Publication year - 2016
Publication title -
the faseb journal
Language(s) - English
Resource type - Journals
SCImago Journal Rank - 1.709
H-Index - 277
eISSN - 1530-6860
pISSN - 0892-6638
DOI - 10.1096/fasebj.30.1_supplement.1224.41
Subject(s) - myosin , microfilament , myosin light chain kinase , microbiology and biotechnology , colchicine , microtubule , biology , cytoskeleton , chemistry , cell , biochemistry , genetics
Recently, we reported that KCa3.1 is trafficked to the basolateral membrane (BLM) of epithelial cells by a Rab1‐ and Rab8‐dependent mechanism (Bertuccio et al. PlosONE 9:e92013, 2014). Here, we extend our work on the role of microtubule/microfilament function in the trafficking of KCa3.1 to the BLM of Fischer rat thyroid (FRT) epithelial cells. We used our FRT epithelial cell line stably expressing KCa3.1‐BLAP/Bir‐A‐KDEL (cells grown on filters), immunoblot and Ussing chamber experiments in this study.

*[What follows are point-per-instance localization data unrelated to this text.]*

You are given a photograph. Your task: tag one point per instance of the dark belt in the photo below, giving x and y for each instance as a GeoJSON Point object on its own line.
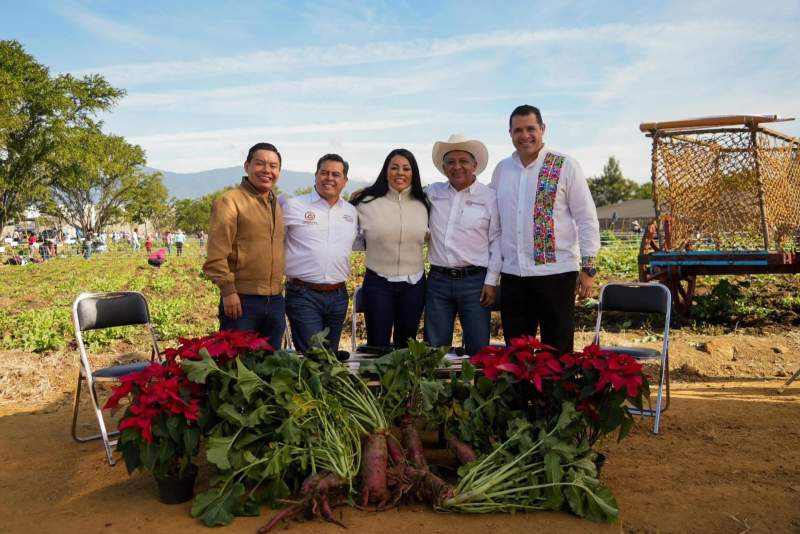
{"type": "Point", "coordinates": [324, 288]}
{"type": "Point", "coordinates": [458, 272]}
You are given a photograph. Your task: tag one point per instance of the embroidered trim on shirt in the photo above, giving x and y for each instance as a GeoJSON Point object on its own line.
{"type": "Point", "coordinates": [544, 236]}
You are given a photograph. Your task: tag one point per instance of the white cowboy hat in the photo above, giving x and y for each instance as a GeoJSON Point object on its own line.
{"type": "Point", "coordinates": [459, 142]}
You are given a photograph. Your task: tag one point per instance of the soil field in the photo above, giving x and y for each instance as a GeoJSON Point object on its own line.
{"type": "Point", "coordinates": [727, 460]}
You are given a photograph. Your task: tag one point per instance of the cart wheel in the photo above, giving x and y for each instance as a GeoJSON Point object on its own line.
{"type": "Point", "coordinates": [682, 289]}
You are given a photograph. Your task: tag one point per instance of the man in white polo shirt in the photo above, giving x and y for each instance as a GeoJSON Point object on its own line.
{"type": "Point", "coordinates": [550, 235]}
{"type": "Point", "coordinates": [320, 230]}
{"type": "Point", "coordinates": [464, 248]}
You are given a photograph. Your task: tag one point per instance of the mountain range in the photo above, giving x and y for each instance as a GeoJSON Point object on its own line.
{"type": "Point", "coordinates": [197, 184]}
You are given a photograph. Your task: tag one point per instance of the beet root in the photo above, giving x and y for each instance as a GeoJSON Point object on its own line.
{"type": "Point", "coordinates": [374, 487]}
{"type": "Point", "coordinates": [463, 452]}
{"type": "Point", "coordinates": [412, 443]}
{"type": "Point", "coordinates": [420, 484]}
{"type": "Point", "coordinates": [315, 502]}
{"type": "Point", "coordinates": [396, 454]}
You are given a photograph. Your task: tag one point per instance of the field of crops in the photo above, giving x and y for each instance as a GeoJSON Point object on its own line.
{"type": "Point", "coordinates": [35, 298]}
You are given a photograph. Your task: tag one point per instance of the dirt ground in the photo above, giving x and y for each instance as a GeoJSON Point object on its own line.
{"type": "Point", "coordinates": [727, 459]}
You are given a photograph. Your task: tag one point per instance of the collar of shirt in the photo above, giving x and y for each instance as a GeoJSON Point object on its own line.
{"type": "Point", "coordinates": [313, 197]}
{"type": "Point", "coordinates": [539, 158]}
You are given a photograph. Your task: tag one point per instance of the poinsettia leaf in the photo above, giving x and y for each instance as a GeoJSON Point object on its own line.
{"type": "Point", "coordinates": [228, 412]}
{"type": "Point", "coordinates": [173, 424]}
{"type": "Point", "coordinates": [191, 439]}
{"type": "Point", "coordinates": [248, 381]}
{"type": "Point", "coordinates": [217, 448]}
{"type": "Point", "coordinates": [198, 370]}
{"type": "Point", "coordinates": [215, 508]}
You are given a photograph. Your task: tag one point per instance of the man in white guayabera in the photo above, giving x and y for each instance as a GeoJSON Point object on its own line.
{"type": "Point", "coordinates": [320, 230]}
{"type": "Point", "coordinates": [464, 248]}
{"type": "Point", "coordinates": [550, 235]}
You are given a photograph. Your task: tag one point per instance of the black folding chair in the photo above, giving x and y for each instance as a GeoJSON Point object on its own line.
{"type": "Point", "coordinates": [95, 311]}
{"type": "Point", "coordinates": [649, 299]}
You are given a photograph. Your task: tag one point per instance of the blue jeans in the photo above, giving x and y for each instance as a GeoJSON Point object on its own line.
{"type": "Point", "coordinates": [392, 306]}
{"type": "Point", "coordinates": [260, 313]}
{"type": "Point", "coordinates": [312, 311]}
{"type": "Point", "coordinates": [444, 298]}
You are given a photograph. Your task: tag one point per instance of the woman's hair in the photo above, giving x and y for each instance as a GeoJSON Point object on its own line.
{"type": "Point", "coordinates": [381, 185]}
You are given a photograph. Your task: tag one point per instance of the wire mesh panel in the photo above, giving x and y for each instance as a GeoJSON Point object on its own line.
{"type": "Point", "coordinates": [727, 188]}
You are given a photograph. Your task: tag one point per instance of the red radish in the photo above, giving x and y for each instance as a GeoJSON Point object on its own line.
{"type": "Point", "coordinates": [396, 454]}
{"type": "Point", "coordinates": [315, 490]}
{"type": "Point", "coordinates": [412, 443]}
{"type": "Point", "coordinates": [374, 488]}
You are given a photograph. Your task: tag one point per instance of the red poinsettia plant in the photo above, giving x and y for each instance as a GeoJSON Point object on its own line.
{"type": "Point", "coordinates": [598, 382]}
{"type": "Point", "coordinates": [163, 421]}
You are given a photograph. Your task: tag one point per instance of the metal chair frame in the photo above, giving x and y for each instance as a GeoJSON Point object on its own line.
{"type": "Point", "coordinates": [84, 304]}
{"type": "Point", "coordinates": [628, 297]}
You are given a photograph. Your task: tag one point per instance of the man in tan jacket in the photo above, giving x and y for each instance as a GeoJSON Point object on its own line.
{"type": "Point", "coordinates": [245, 249]}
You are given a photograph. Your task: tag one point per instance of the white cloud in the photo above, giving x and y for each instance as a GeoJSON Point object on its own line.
{"type": "Point", "coordinates": [341, 55]}
{"type": "Point", "coordinates": [104, 27]}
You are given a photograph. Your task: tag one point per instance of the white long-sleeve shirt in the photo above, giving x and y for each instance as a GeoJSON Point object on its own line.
{"type": "Point", "coordinates": [319, 238]}
{"type": "Point", "coordinates": [547, 217]}
{"type": "Point", "coordinates": [465, 228]}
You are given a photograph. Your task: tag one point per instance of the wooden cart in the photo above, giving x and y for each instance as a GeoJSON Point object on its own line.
{"type": "Point", "coordinates": [726, 192]}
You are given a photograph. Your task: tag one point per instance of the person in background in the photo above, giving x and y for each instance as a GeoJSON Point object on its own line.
{"type": "Point", "coordinates": [320, 230]}
{"type": "Point", "coordinates": [166, 239]}
{"type": "Point", "coordinates": [464, 248]}
{"type": "Point", "coordinates": [550, 235]}
{"type": "Point", "coordinates": [180, 238]}
{"type": "Point", "coordinates": [393, 221]}
{"type": "Point", "coordinates": [135, 239]}
{"type": "Point", "coordinates": [245, 249]}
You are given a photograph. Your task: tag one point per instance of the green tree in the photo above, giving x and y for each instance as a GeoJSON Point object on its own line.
{"type": "Point", "coordinates": [97, 178]}
{"type": "Point", "coordinates": [36, 113]}
{"type": "Point", "coordinates": [644, 190]}
{"type": "Point", "coordinates": [192, 215]}
{"type": "Point", "coordinates": [612, 187]}
{"type": "Point", "coordinates": [150, 204]}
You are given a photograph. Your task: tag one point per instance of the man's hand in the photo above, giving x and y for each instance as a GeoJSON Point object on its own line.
{"type": "Point", "coordinates": [585, 286]}
{"type": "Point", "coordinates": [488, 294]}
{"type": "Point", "coordinates": [232, 306]}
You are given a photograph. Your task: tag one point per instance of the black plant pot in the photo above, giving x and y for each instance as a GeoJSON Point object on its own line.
{"type": "Point", "coordinates": [177, 489]}
{"type": "Point", "coordinates": [599, 462]}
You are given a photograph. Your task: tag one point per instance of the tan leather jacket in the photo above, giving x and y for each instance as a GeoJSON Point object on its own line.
{"type": "Point", "coordinates": [245, 242]}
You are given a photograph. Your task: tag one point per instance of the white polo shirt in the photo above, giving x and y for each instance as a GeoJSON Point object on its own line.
{"type": "Point", "coordinates": [319, 238]}
{"type": "Point", "coordinates": [548, 218]}
{"type": "Point", "coordinates": [465, 228]}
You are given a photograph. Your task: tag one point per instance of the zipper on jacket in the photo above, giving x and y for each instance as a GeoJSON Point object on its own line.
{"type": "Point", "coordinates": [400, 243]}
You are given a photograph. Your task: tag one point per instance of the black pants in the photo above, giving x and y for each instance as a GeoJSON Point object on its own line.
{"type": "Point", "coordinates": [392, 306]}
{"type": "Point", "coordinates": [530, 302]}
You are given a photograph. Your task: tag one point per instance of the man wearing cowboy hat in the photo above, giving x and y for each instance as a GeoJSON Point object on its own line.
{"type": "Point", "coordinates": [550, 235]}
{"type": "Point", "coordinates": [464, 248]}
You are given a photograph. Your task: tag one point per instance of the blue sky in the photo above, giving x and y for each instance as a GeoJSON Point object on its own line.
{"type": "Point", "coordinates": [205, 80]}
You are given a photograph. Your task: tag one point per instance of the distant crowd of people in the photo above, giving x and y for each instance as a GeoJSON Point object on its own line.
{"type": "Point", "coordinates": [23, 246]}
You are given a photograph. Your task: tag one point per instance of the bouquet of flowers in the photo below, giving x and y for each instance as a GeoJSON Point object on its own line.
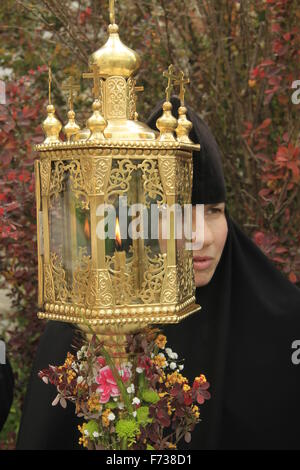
{"type": "Point", "coordinates": [142, 402]}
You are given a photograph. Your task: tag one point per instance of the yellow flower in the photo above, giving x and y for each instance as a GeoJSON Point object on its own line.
{"type": "Point", "coordinates": [174, 378]}
{"type": "Point", "coordinates": [161, 341]}
{"type": "Point", "coordinates": [201, 379]}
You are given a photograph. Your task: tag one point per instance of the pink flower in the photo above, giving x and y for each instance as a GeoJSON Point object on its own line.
{"type": "Point", "coordinates": [101, 361]}
{"type": "Point", "coordinates": [108, 386]}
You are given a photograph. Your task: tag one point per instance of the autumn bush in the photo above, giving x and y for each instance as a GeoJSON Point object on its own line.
{"type": "Point", "coordinates": [242, 58]}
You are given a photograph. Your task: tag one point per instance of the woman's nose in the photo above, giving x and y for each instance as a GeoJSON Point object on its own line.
{"type": "Point", "coordinates": [208, 234]}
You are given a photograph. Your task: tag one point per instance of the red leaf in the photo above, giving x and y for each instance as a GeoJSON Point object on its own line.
{"type": "Point", "coordinates": [293, 277]}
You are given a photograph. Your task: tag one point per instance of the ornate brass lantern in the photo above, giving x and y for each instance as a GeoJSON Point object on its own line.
{"type": "Point", "coordinates": [122, 284]}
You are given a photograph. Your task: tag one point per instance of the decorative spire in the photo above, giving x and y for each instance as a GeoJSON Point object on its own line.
{"type": "Point", "coordinates": [184, 125]}
{"type": "Point", "coordinates": [51, 125]}
{"type": "Point", "coordinates": [114, 58]}
{"type": "Point", "coordinates": [167, 123]}
{"type": "Point", "coordinates": [96, 123]}
{"type": "Point", "coordinates": [71, 128]}
{"type": "Point", "coordinates": [112, 16]}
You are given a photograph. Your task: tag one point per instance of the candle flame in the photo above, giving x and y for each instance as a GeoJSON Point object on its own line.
{"type": "Point", "coordinates": [86, 229]}
{"type": "Point", "coordinates": [118, 233]}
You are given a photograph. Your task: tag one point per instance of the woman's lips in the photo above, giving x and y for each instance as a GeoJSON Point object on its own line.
{"type": "Point", "coordinates": [202, 262]}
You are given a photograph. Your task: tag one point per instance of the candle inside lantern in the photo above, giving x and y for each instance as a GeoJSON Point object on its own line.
{"type": "Point", "coordinates": [120, 255]}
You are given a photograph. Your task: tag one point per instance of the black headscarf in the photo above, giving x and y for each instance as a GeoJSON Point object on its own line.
{"type": "Point", "coordinates": [6, 391]}
{"type": "Point", "coordinates": [242, 337]}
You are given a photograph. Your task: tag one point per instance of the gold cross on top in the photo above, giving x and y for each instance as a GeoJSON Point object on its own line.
{"type": "Point", "coordinates": [181, 81]}
{"type": "Point", "coordinates": [169, 74]}
{"type": "Point", "coordinates": [70, 87]}
{"type": "Point", "coordinates": [112, 17]}
{"type": "Point", "coordinates": [49, 82]}
{"type": "Point", "coordinates": [95, 75]}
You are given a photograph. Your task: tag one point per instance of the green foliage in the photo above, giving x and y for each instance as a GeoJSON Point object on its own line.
{"type": "Point", "coordinates": [127, 429]}
{"type": "Point", "coordinates": [150, 396]}
{"type": "Point", "coordinates": [142, 415]}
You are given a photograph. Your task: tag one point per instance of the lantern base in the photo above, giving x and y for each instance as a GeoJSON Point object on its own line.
{"type": "Point", "coordinates": [125, 318]}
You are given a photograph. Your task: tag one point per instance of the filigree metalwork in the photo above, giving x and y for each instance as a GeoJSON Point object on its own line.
{"type": "Point", "coordinates": [169, 292]}
{"type": "Point", "coordinates": [185, 274]}
{"type": "Point", "coordinates": [115, 102]}
{"type": "Point", "coordinates": [153, 189]}
{"type": "Point", "coordinates": [59, 277]}
{"type": "Point", "coordinates": [49, 293]}
{"type": "Point", "coordinates": [167, 168]}
{"type": "Point", "coordinates": [184, 181]}
{"type": "Point", "coordinates": [81, 275]}
{"type": "Point", "coordinates": [100, 292]}
{"type": "Point", "coordinates": [59, 174]}
{"type": "Point", "coordinates": [131, 97]}
{"type": "Point", "coordinates": [153, 276]}
{"type": "Point", "coordinates": [45, 175]}
{"type": "Point", "coordinates": [120, 178]}
{"type": "Point", "coordinates": [95, 173]}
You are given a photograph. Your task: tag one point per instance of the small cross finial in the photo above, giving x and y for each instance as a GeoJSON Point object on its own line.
{"type": "Point", "coordinates": [169, 74]}
{"type": "Point", "coordinates": [71, 87]}
{"type": "Point", "coordinates": [181, 81]}
{"type": "Point", "coordinates": [95, 75]}
{"type": "Point", "coordinates": [49, 81]}
{"type": "Point", "coordinates": [112, 17]}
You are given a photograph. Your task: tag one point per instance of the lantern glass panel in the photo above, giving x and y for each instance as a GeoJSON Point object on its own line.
{"type": "Point", "coordinates": [69, 237]}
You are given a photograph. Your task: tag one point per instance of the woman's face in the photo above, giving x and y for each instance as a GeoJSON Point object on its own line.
{"type": "Point", "coordinates": [215, 233]}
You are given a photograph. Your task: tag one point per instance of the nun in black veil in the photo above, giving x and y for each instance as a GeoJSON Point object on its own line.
{"type": "Point", "coordinates": [241, 339]}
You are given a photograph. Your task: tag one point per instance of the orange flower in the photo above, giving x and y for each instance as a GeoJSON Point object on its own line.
{"type": "Point", "coordinates": [161, 341]}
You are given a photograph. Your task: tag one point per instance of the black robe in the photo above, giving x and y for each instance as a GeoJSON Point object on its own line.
{"type": "Point", "coordinates": [6, 391]}
{"type": "Point", "coordinates": [241, 340]}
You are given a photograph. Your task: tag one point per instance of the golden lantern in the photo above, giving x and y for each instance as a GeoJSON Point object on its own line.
{"type": "Point", "coordinates": [119, 284]}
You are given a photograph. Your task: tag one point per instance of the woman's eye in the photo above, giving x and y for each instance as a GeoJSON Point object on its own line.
{"type": "Point", "coordinates": [215, 210]}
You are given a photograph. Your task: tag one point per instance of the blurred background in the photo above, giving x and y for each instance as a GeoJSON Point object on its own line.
{"type": "Point", "coordinates": [242, 58]}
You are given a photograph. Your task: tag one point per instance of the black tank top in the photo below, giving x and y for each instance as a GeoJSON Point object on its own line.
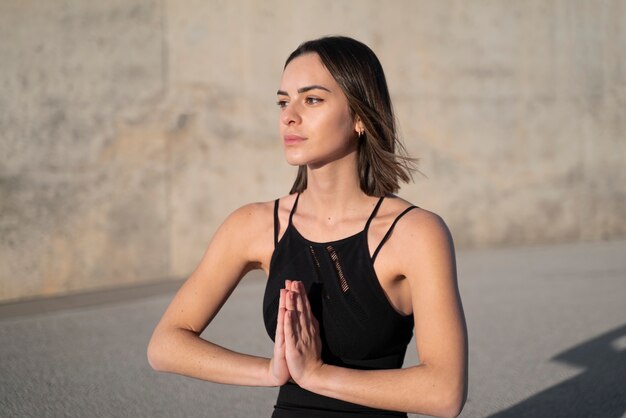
{"type": "Point", "coordinates": [359, 328]}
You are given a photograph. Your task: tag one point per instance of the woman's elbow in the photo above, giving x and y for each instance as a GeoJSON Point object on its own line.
{"type": "Point", "coordinates": [156, 353]}
{"type": "Point", "coordinates": [452, 401]}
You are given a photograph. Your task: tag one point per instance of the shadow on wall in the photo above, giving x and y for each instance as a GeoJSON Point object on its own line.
{"type": "Point", "coordinates": [599, 391]}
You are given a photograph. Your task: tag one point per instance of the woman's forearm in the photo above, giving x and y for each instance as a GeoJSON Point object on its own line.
{"type": "Point", "coordinates": [419, 389]}
{"type": "Point", "coordinates": [183, 352]}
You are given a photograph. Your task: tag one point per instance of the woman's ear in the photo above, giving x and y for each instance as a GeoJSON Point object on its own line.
{"type": "Point", "coordinates": [359, 127]}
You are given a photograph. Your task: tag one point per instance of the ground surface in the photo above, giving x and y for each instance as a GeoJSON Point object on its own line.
{"type": "Point", "coordinates": [547, 329]}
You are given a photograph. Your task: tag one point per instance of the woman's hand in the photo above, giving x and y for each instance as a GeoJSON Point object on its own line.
{"type": "Point", "coordinates": [279, 371]}
{"type": "Point", "coordinates": [303, 345]}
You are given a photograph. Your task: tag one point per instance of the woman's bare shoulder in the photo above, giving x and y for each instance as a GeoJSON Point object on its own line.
{"type": "Point", "coordinates": [419, 228]}
{"type": "Point", "coordinates": [254, 220]}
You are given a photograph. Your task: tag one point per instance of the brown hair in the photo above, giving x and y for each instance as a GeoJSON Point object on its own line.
{"type": "Point", "coordinates": [382, 159]}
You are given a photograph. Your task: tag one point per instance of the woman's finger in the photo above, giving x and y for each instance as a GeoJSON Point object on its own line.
{"type": "Point", "coordinates": [279, 338]}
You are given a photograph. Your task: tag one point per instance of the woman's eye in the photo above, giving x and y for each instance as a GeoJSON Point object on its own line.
{"type": "Point", "coordinates": [313, 100]}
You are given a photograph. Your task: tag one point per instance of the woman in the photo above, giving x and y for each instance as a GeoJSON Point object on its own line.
{"type": "Point", "coordinates": [352, 269]}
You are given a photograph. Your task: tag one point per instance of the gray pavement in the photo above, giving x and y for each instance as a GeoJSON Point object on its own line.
{"type": "Point", "coordinates": [547, 329]}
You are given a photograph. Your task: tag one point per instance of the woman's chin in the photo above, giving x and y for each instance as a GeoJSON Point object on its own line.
{"type": "Point", "coordinates": [295, 160]}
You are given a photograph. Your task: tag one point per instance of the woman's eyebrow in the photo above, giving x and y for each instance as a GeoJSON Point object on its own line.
{"type": "Point", "coordinates": [303, 90]}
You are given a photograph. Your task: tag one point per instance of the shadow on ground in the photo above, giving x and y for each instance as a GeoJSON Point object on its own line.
{"type": "Point", "coordinates": [598, 391]}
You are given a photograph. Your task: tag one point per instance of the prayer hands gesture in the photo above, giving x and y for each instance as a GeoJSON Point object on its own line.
{"type": "Point", "coordinates": [297, 345]}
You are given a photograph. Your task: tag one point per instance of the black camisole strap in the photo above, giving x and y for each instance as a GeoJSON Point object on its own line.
{"type": "Point", "coordinates": [276, 225]}
{"type": "Point", "coordinates": [388, 234]}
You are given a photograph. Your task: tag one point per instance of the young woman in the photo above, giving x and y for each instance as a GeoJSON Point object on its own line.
{"type": "Point", "coordinates": [352, 269]}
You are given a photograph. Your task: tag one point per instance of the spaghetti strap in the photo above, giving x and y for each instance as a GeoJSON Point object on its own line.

Our immunoblot approach was to streptavidin label channels that arrive at the BLM to determine the effects of inhibitors of microtubule/microfilament function on the trafficking of the KCa3.1. We examined the effect colchicine, a microtubule inhibitor (10 μM for 0, 3 and 5 hr); ML‐9 an inhibitor of myosin light chain kinase (10 μM for 0, 3, and 5 hr) and 2,3‐butanedione monoxime (BDM) an inhibitor of muscle and non‐muscle myosin 2 and myosin 5 (10 mM for 0, 3, 5 hr) on trafficking of KCa3.1 to the BLM. As determined by immunoblot, colchicine significantly reduced trafficking of KCa3.1 by 70±8% (at 5 hr, P≤0.05, n=5); ML‐9 decreased trafficking of the channel by 70±3% (5 hr, n=5) and BDM reduced trafficking of the channel by 47±11% (5 hr, P≤0.05, n=5) compared to controls. We examined the effects of the inhibitors on the functional expression of KCa3.1 by Ussing chamber experiments. By using 1‐EBIO (100 μM, an activator of KCa3.1) to stimulate current via KCa3.1, we determined that colchicine (5 hr treatment) decreased 1‐EBIO‐stimulated current by 40±20% (P≤0.05, n=5); ML‐9 (5 hr) reduced stimulated current by 60±10% (P≤0.05, n=5) and BDM (5 hr) decreased stimulated current by 46±8% (P≤0.05, n=5) compared the controls. These data suggest that myosin 2 and myosin 5 may be critical for the trafficking of KCa3.1 to BLM of polarized epithelial cells. Support or Funding Information This work was supported by UORG and Dean's Fund grants from the Univ. of Otago (KLH).